Wanhatalo went to work for the Mitten Brewing Co., and Geiger took the reins at Hideout. She has taken the role of head brewer and embraced it.

“I love creating things that people love so much,” she said. “There’s a satisfaction when people have your beer and love it. And if you create the recipe, it’s an art form.”

Geiger cited the intense, often physical, labor involved with brewing — from heavy lifting and dirty clothes to long hours spent on your feet — to be one reason for the male-dominated industry.

Although Geiger said she likes being one of the few women brewing in West Michigan — others include Laura Houser at Founders Brewing Co. — it’s not as unusual as it used to be.

Kerry O’Donohue, vice president of marketing at Saugatuck Brewing Co., said he believes women have a more refined and acute palate when it comes to taste. He also noted the statistics in the Gallup Poll and said Michigan is a perfect place for people to expand their taste in terms of beer.

“We’re so rich in breweries, it’s a perfect place to get started,” O’Donohue said. “And younger women are more inclined to get into artisanal products like beer, wine and cheese.”

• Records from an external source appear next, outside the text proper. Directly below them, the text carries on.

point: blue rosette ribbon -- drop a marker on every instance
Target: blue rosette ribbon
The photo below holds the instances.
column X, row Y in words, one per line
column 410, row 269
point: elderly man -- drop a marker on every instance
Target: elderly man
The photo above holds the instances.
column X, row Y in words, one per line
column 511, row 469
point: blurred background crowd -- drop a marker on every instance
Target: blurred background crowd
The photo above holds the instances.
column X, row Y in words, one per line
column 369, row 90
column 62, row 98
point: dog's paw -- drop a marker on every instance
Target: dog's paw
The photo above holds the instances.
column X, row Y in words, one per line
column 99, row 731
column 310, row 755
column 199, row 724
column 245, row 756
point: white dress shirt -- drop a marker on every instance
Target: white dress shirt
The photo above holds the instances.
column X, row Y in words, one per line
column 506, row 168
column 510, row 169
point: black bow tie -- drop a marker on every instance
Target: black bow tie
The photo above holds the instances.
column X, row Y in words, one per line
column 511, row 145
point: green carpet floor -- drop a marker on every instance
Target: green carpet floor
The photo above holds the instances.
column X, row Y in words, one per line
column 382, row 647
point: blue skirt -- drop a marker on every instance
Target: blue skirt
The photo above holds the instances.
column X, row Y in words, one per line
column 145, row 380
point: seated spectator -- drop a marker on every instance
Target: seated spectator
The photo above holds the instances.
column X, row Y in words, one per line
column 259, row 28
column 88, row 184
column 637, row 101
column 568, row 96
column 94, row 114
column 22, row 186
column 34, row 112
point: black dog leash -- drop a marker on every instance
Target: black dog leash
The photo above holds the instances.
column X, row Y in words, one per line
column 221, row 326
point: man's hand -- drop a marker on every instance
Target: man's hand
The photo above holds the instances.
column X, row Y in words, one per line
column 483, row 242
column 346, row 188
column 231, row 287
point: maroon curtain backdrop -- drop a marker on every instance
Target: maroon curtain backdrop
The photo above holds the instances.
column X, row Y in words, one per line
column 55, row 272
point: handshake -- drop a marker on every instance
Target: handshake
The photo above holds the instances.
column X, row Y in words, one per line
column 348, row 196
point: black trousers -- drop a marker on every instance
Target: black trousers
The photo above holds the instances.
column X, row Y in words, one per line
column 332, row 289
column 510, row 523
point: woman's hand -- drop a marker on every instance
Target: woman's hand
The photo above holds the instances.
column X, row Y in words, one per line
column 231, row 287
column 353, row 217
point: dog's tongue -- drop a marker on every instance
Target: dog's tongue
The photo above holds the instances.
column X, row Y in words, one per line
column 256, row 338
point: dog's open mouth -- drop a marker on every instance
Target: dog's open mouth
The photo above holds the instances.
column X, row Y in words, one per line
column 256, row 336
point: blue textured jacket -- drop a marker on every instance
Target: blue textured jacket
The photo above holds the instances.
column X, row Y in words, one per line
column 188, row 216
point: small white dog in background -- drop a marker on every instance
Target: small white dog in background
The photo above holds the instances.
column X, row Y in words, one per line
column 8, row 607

Saugatuck Brewing Co. will host A Celebration of Women and Craft Beer May 5 to help bring awareness to women in the industry. There will be several speakers, including Annette May, the first female to achieve Cicerone certification. A “Cicerone” is someone who has achieved a certain level of knowledge about beer, much like a wine sommelier.

The Saugatuck event came from an idea O’Donohue had while talking to a woman at the 8th Street Grille in Holland.

“She thought we should do a collection of beer specifically for women,” he said. “I thought, ‘Why would you want to limit the beer women can have?’ But I thought it would be good to put together an event that celebrates women in brewing.”

Professional women brewers will use Saugatuck’s brew system throughout the day, and various topics, including how to pair beer with food, cooking with beer and opportunities in the craft beer industry, will be covered.

Like wine, craft beer has turned into a specialty, and beer pairings and dinners are becoming popular.

Amy Sherman, host of the television show “Great American Brew Trail,” also will attend the Saugatuck event. Sherman is becoming well known on the beer scene, and locally the show has picked up steam since it began airing on WOTV 4. She has hosted panels and taught workshops throughout the state.

The brew house isn’t the only place women can be found in the industry. At Brewery Vivant in Grand Rapids, Kris Spaulding has a different kind of role: She’s co-owner with her husband, Jason Spaulding. When Jason left his post at New Holland Brewing Co., Kris had a stable job at Herman Miller, which allowed Jason the flexibility to consider what he would like to do.

“When he left, he didn’t have a plan B,” she said. “It allowed him to take the time to figure out what to do next in that odd in-between time.”

When Brewery Vivant opened in the East Hills Business District, Kris took a backseat to Jason for two reasons. “He was already known in the industry, so that was natural,” she said. “And nine days after we opened, we had our son.”

Parenthood does throw another hurdle into the brewery equation, and the Spauldings are expecting another child this summer. But Kris and Jason have established a balance of work and parenting, with Kris accomplishing most of her work — managing sustainability and human resources — in the morning hours when things at the brewery are quieter.

The industry may be heavily led by men, but women are catching up.

“Breweries have just been male dominated for so long,” Kris said. “There was a time when few women were drinking beer. But those times are over.”